Wer es gern kurz, knapp und schlicht hat, dem wird Federmairs Buch kaum zusagen. Beide Erzählstränge schildern die Empfindungen und Erlebnisse des Ich-Erzählers und Maries ausführlich, behutsam, auch lyrisch und spielerisch. Oftmals wird der Inhalt zweitrangig und tritt hinter die Form zurück; teilweise sind die Sätze (zu) lang oder es fehlen bei Aufzählungen die Kommas. Viele Passagen sind handlungsarm und dafür reich an Naturbeschreibungen und Naturszenen, die so detailliert nicht sein müssten. Kleinigkeiten und Details schenkt Federmair mehr Aufmerksamkeit als dem großen Ganzen – das ist vielleicht nicht schlecht, jedoch doch zumindest gewöhnungsbedürftig.

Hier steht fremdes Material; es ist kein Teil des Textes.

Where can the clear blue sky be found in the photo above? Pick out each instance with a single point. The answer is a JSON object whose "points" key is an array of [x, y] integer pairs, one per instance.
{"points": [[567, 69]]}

Aber selbst für Leute, die einen poetischen Stil mögen, ist der letzte Teil des Romans eine harte Nuss. Er ist mehr als Anhang zu sehen statt als Abschluss der Geschichte und enthält Fragmente aus Maries Notizbuch, das sie dem Ich-Erzähler neben den iPod-Aufnahmen hinterlässt. Und diese folgen endgültig keinem roten Faden mehr, erzählen keine Geschichte, sondern sind nur zusammenhanglose Sprachfetzen, manchmal nur wenige Wörter lang, die entweder kleinere Episoden aus Maries Leben enthalten, beispielsweise über ihre Angst vor Spinnen oder einen kaputten Kaffeeautomaten im Zug, oder die überhaupt nichts mit dem Rest des Romans zu tun zu haben scheinen: „Drei Wohnblocks, in der Mitte ein breiter Turm: Flügelaltar.“ Hier entsteht der Eindruck, Federmair habe zeigen wollen, wie kreativ er mit Sprache umgehen kann, und sich wenig bis keine Gedanken darüber gemacht, was diese Passagen mit dem Rest des Romans zu tun haben – in den meisten Fällen nichts. Den Großteil des Romans kann man mögen. Den Rest überblättern.